An unforeseen payoff has been that Hunter has met more neighbors in the last few months than in all of the nine years that he has lived in the neighborhood.

“It’s brought us together,” Bond says. “People are waving, stopping, talking, asking questions. People see each other, and they’ll say, ‘What have you heard about the dump? What’s the latest?’ ”
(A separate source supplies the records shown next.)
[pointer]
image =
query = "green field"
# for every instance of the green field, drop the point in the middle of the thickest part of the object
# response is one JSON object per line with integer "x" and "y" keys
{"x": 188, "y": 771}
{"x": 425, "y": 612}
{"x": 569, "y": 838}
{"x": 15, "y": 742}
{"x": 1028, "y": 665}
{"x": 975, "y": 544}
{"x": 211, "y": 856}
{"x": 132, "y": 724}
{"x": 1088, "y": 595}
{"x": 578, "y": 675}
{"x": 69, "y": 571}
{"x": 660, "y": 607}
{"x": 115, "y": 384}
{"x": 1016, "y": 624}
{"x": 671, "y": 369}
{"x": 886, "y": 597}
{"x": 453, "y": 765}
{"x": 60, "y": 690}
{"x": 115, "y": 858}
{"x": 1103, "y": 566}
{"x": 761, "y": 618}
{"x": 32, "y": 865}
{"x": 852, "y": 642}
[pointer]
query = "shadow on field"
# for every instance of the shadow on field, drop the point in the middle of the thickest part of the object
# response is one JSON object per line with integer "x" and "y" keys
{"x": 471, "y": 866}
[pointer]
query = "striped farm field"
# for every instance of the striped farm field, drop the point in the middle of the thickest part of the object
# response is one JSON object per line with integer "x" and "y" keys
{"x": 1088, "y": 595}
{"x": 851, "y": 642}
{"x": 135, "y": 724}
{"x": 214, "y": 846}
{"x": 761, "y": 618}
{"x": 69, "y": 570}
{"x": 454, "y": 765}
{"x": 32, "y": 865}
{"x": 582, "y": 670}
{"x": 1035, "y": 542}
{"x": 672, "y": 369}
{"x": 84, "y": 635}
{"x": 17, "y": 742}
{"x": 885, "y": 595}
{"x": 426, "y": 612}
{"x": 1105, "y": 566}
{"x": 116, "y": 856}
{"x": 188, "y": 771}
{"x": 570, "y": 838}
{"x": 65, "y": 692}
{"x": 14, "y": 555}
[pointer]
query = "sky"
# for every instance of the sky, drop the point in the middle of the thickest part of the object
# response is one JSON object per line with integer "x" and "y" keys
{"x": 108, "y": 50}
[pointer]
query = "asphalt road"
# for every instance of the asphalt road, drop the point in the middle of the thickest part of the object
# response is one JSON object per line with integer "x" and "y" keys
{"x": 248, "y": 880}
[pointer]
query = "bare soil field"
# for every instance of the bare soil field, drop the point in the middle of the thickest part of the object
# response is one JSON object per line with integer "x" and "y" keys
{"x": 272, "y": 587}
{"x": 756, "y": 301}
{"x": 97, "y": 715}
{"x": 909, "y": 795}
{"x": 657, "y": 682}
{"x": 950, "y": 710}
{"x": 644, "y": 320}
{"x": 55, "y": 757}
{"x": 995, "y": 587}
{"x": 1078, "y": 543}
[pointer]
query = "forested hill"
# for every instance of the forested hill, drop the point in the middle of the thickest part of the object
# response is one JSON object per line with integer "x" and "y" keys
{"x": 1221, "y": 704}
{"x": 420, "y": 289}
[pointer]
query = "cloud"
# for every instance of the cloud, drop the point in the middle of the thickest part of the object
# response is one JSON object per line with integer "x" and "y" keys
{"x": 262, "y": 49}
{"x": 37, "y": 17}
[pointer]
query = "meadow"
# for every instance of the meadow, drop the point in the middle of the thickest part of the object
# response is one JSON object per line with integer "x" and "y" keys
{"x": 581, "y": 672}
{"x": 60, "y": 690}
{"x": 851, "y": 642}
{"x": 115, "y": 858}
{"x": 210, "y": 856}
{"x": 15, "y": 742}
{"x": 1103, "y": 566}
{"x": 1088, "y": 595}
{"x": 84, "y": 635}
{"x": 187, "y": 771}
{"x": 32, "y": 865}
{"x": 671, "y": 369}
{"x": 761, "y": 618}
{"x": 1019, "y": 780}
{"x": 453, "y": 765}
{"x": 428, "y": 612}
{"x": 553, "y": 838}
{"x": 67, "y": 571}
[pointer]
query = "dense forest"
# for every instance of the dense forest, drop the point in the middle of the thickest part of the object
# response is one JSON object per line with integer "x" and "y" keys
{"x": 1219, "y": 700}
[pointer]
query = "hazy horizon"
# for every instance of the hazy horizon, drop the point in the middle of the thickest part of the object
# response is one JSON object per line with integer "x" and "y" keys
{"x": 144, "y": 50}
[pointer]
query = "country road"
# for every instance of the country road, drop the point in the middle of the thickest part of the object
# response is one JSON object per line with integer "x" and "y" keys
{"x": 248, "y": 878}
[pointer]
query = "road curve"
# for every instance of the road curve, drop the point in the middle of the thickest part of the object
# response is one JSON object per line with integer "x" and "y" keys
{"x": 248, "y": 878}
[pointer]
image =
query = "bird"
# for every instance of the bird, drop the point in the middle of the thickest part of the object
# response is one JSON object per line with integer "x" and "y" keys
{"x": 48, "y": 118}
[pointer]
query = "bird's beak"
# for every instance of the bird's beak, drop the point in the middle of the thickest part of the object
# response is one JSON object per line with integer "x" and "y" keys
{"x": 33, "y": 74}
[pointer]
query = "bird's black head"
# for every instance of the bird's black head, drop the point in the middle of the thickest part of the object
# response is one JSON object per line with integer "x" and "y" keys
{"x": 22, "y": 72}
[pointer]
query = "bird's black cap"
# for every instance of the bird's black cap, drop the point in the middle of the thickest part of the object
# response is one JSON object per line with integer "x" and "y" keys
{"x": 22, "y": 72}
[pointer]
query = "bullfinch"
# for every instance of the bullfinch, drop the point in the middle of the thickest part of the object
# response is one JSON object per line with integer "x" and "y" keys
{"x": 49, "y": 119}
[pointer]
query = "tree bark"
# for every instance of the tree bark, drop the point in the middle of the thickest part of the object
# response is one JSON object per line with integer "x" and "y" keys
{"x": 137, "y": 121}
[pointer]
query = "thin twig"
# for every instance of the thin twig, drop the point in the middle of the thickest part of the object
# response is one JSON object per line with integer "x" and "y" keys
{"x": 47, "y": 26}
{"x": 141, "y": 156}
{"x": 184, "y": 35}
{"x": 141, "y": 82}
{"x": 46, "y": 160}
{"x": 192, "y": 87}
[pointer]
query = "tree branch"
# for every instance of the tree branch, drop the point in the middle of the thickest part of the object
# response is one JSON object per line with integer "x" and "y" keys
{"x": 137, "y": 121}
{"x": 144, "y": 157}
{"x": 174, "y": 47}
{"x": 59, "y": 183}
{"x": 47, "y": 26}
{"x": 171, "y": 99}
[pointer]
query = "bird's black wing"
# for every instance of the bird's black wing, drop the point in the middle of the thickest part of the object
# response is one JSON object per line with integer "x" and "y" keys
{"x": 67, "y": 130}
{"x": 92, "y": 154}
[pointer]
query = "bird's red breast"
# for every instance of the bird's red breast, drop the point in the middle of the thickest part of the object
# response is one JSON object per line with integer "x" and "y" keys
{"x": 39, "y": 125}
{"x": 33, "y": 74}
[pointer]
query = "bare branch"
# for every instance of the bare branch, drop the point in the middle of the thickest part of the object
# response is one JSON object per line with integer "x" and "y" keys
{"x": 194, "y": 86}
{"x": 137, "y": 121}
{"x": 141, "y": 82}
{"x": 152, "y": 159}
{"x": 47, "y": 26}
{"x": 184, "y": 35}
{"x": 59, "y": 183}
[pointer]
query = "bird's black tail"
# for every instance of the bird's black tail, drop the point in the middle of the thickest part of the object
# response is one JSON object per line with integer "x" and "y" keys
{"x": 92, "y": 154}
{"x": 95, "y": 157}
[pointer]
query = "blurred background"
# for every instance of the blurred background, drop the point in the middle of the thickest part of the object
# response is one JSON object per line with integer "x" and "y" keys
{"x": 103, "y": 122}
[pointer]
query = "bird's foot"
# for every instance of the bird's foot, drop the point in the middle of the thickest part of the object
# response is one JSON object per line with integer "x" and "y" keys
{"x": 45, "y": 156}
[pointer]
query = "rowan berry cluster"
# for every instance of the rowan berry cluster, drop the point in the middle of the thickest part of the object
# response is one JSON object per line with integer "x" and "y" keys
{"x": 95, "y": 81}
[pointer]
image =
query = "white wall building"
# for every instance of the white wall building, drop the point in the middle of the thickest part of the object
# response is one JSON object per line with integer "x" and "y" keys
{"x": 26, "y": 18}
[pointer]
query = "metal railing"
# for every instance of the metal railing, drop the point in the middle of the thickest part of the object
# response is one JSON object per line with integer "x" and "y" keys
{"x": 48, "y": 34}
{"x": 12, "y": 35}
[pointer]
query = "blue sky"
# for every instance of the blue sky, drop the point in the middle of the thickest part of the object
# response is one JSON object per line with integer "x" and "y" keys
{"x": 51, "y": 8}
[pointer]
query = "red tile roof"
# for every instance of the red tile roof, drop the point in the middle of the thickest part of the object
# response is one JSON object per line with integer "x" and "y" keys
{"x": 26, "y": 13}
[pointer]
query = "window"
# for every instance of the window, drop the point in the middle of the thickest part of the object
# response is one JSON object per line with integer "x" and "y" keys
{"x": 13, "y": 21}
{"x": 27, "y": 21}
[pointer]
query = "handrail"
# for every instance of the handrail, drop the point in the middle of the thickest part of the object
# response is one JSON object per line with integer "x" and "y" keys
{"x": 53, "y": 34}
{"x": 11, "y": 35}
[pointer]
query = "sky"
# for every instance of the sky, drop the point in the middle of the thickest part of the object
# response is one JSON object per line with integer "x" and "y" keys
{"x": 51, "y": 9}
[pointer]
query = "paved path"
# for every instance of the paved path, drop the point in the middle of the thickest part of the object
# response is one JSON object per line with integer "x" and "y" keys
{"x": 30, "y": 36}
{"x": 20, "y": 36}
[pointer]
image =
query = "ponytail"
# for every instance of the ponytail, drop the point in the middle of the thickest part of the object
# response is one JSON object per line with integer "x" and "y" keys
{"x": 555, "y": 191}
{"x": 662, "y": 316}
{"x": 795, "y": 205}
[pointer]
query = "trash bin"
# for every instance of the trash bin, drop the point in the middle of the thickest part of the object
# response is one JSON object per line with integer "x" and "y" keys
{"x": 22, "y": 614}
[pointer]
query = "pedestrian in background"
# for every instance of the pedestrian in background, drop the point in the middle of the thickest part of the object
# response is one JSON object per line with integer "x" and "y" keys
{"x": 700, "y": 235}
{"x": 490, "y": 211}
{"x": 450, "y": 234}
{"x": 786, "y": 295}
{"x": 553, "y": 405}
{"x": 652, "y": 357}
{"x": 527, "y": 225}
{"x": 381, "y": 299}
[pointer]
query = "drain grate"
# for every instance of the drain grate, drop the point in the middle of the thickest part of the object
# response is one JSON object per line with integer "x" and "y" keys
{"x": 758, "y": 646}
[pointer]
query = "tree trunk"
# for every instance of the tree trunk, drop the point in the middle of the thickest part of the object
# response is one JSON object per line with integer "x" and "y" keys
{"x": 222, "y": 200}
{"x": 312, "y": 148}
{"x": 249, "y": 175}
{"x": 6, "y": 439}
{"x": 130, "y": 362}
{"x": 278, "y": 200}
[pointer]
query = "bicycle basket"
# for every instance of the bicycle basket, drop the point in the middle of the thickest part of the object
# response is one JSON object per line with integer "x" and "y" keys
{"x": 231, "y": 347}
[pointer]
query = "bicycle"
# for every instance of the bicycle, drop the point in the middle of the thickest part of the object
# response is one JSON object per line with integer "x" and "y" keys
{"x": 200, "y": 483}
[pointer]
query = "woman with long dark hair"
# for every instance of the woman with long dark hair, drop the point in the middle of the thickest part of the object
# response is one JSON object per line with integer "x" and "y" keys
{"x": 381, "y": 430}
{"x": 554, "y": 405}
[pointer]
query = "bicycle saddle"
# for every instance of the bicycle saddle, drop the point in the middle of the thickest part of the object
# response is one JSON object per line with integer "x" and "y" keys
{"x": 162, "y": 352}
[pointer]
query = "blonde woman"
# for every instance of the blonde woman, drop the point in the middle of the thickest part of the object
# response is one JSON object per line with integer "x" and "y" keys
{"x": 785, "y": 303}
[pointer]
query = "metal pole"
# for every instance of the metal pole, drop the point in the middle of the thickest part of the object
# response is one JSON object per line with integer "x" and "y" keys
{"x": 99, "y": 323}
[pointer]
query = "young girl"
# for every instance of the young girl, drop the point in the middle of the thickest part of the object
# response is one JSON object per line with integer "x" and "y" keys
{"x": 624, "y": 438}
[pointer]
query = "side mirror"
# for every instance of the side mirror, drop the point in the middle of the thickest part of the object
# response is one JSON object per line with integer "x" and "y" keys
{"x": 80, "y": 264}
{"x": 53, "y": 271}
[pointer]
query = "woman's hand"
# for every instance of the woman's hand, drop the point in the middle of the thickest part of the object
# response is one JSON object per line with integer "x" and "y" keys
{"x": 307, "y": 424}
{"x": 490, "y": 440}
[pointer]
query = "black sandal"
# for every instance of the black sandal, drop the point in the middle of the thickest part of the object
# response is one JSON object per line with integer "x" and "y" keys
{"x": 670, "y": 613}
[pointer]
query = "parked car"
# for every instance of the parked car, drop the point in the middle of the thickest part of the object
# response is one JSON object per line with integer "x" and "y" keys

“We all want to protect our health and safety by closing down the dump,” says Fern Eisenberg, another resident who devotes several hours a week to the cause. “When I’m shopping in the Alpha Beta now, when I check out, the cashier says, ‘What’s happening with the dump?’ and I fill her in.”

Drastic Growth

The dump was, for most of its 30 years, a small landfill that took in only 70 tons of trash a week, much of it such innocuous refuse as weed clippings. But the dump has grown drastically in recent years as more and more city and county dumps have closed, creating a dire countywide garbage-disposal crisis and political battles between the city and county over trash disposal.

Today, officials say, the dump takes in about 7,000 tons of trash a day. Its owner, Houston-based Browning Ferris Industries, has applied to the city and county for permission to more than double its size and extend operations well into the 21st Century. Officials say the decision, which would have to be approved by the city, county and state, is more than a year away.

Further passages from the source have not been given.